Caporalato, basse retribuzioni, sfuttamento dei clandestini: l'agroalimentare italiano sotto accusa in un Rapporto ONU stilato da Hilal Elver

Caporalato, basse retribuzioni, sfuttamento dei clandestini: l’agroalimentare italiano sotto accusa in un Rapporto ONU stilato da Hilal Elver

L’inviata dell’Onu, Hilal Elver, ha visitato Lazio, Lombardia, Toscana, Piemonte, Puglia e Sicilia. L’esperta di diritti umani delle Nazioni Unite ha redatto alla fine un rapporto ufficiale che è un durissimo atto d’accusa per il sistema alimentare italiano: “la manodopera è sfruttata dal sofisticato sistema alimentare dell’Italia”.

Senza mezzi termini, scrive Hilal Elver: “malgrado un Pil stimato di 2,84 mila miliardi di dollari, imprese innovative rinomate nel mondo, un vasto settore agricolo e un’industria manifatturiera moderna, i lavoratori e piccoli agricoltori portano un pesante fardello e sono sfruttati dalla sofisticata industria alimentare italiana”.

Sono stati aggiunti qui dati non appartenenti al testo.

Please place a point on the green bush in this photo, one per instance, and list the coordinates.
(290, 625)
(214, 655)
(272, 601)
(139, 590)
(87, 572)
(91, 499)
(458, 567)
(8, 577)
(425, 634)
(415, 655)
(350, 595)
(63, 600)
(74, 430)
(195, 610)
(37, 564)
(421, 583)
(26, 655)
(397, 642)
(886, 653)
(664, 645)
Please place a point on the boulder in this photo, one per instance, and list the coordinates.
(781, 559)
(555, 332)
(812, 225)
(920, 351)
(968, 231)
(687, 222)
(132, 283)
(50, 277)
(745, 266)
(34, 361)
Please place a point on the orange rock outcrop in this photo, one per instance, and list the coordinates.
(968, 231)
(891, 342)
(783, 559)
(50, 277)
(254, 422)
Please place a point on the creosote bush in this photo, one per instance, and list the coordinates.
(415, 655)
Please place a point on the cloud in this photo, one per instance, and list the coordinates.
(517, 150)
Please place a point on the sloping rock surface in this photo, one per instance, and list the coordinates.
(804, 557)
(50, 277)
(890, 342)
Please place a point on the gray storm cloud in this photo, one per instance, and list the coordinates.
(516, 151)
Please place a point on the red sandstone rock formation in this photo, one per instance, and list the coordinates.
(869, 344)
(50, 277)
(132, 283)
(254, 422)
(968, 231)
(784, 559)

Le accuse, spiega Garantitaly, fanno tremare la coscienza civile perché l’inviata dell’Onu ha riscontrato orari eccessivamente lunghi, salari troppo bassi per coprire i bisogni elementari, e soprattutto “migranti senza documenti, lasciati in un limbo, senza poter accedere a lavori regolari”. E secondo l’Onu, metà della manodopera agricola italiana è costituita da migranti, per lo più irregolari.

Anzi, l’esperta di diritti umani esprime una pesantissima critica al cosiddetto “Decreto Sicurezza” voluto dall’allora Ministro degli interni, Matteo Salvini: “ha contribuito alla crescita dei migranti senza documenti e alla ‘illegalizzazione’ dei richiedenti asilo spingendo sempre più persone nel lavoro irregolare. Ci sono (in Italia) circa 680.000 migranti senza documenti, due volte quanti ce ne erano solo cinque anni fa”.

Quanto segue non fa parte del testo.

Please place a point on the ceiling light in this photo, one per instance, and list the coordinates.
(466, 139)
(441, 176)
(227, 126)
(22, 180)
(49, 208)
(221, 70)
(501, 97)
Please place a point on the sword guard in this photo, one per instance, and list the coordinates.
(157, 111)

Nel rapporto Onu si trova la conferma di un dato più volte denunciato da molte associazioni di volontariato sociale: circa la metà della manodopera del settore agricolo, quindi fra i 450 mila a mezzo milione di persone, è costituita da braccianti migranti che, da nord a sud, lavorano la terra o accudiscono il bestiame senza adeguate protezioni legali o sociali.

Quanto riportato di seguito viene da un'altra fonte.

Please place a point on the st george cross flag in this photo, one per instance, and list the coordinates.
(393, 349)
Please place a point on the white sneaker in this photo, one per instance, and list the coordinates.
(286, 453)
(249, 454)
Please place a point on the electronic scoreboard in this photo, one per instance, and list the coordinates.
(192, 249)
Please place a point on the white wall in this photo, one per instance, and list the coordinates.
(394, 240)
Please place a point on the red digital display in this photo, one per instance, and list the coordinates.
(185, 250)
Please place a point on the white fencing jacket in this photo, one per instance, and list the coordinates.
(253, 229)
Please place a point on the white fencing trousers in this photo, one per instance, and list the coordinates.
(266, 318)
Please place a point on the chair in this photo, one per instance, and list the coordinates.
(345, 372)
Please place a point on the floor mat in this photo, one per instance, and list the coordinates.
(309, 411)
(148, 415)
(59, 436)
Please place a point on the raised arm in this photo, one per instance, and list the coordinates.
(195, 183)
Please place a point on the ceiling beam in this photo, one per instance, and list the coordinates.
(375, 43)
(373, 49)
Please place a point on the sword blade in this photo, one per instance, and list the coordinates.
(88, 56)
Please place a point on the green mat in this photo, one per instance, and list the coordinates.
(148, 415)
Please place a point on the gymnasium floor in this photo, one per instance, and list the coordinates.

Ancor più grave è che queste persone sono oggettivamente sotto ricatto, con la “minaccia costante di perdere il lavoro, di venire rimpatriati con la forza o di diventare oggetto di violenze fisiche e morali. Lavoratori stagionali e non stagionali trovano spesso nel sistema del caporalato la sola possibilità di vendere la loro manodopera e di ottenere una paga”.